L’un de mes buts principaux sur ce film était effectivement d’offrir une histoire universelle. Je ne voulais pas que le public ait l’impression de regarder une culture lointaine à laquelle il ne s’identifie pas. je voulais l’inverse : je voulais qu’ils s’attachent à ces personnages, ces thèmes, ces dynamiques au sein de cette famille, même si la culture est différente de la leur. Le coeur du film, ce n’est pas les habitudes ou les traditions : on les voit à l’écran, mais ce n’est pas le sujet. Le sujet de mon film, ce sont les personnages, leurs relations, le drame de la situation… Peu importe votre origine, vous êtes forcément une fille ou une mère ou une petite amie ou quelqu’un pris dans des dynamiques familiales. C’est universel, ça arrive partout, à tout le monde. C’est à ça que je me suis attachée, et je pense que c’est la force du film. Après avoir voyagé avec mon film durant un an, je suis fière de constater que j’ai réalisé cet objectif. Où que j’aille, une des premières réactions est souvent « Comment avez-vous fait pour que le film sonne si juste ici ? » Que ce soit aux Etats-Unis, en France, en Allemagne, en Inde, en Corée du Sud, en Ukraine, c’est partout la même chose. C’est l’une des choses dont je suis le plus fière.

Justement, que ce soit aux Ophirs, Sundance, Berlin, Locarno ou Stockholm, votre film a voyagé dans de nombreux festivals et a rencontré de nombreux publics. Comment avez-vous vécu cette expérience ?

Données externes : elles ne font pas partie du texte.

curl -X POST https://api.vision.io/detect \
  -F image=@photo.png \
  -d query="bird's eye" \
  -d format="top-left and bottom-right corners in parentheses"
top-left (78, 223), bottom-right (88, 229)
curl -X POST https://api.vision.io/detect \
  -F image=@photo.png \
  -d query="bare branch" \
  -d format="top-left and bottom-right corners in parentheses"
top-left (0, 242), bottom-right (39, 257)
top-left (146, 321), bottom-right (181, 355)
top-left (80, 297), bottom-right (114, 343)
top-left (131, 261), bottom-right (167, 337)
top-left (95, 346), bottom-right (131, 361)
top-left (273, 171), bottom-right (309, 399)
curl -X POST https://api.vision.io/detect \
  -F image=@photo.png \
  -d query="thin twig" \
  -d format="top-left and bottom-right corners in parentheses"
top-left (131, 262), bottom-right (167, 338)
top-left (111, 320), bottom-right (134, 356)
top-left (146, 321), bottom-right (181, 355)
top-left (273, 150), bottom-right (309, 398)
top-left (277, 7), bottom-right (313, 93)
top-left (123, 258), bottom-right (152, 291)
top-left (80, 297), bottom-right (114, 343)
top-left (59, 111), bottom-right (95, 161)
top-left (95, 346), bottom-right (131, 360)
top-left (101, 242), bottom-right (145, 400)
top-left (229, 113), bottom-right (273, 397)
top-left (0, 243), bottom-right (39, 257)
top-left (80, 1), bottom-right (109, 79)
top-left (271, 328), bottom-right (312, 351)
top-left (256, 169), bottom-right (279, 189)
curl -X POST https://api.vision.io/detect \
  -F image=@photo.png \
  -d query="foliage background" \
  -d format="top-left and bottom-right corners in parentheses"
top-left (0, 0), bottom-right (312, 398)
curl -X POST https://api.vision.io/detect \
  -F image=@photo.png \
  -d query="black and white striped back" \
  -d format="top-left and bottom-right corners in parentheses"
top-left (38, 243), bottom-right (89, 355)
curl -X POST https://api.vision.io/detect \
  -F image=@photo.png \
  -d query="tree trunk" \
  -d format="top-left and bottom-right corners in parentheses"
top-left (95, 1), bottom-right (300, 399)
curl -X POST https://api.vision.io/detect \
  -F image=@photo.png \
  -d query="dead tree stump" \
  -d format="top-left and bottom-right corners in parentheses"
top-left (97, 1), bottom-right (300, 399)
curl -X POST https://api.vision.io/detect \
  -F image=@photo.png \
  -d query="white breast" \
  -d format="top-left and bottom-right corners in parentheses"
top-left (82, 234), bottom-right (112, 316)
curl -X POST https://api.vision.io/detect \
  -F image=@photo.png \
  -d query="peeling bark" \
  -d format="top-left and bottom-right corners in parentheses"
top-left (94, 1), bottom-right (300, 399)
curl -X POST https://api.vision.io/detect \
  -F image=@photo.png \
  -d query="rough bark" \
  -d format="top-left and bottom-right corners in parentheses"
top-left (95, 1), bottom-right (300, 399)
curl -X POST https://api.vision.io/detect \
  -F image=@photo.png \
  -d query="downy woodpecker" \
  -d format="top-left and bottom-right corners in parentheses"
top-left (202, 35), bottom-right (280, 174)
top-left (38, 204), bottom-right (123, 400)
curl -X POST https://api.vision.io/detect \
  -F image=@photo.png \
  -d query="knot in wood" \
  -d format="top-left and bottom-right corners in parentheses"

Cette année a été sincèrement incroyable. Nous avons montré le film à Sundance, nous y avons passé une semaine incroyable, et je n’ai plus jamais défait ma valise par la suite. J’ai plus voyagé durant cette année que durant toute ma vie, j’ai pu montrer mon film à tant de gens différents et j’ai reçu énormément de retours chaleureux. L’un de mes moments préférés a été la cérémonie des Ophirs, l’équivalent israélien des Oscars. Nous avons remporté six prix, nous étions très heureux, mais il n’y avait pas d’after-party pour célébrer ce moment. J’ai donc dit à mon équipe que nous devions fêter ça. Nous sommes partis boire, et je me suis retrouvée à Tel Aviv, en robe de soirée, talons hauts et des prix dans les mains, sans argent ni moyen de transport pour rentrer chez moi ! J’ai commencé à marcher, il était trois heures du matin. Les rues de Tel Aviv sont très vivantes, même la nuit, et à chaque pas on me demandait ce que je tenais. Je répondais que je venais de gagner le prix de la Meilleure réalisatrice ! Alors la rue applaudissait et m’a accompagnée ainsi jusque chez moi. C’était surréaliste. Comme une scène de cinéma.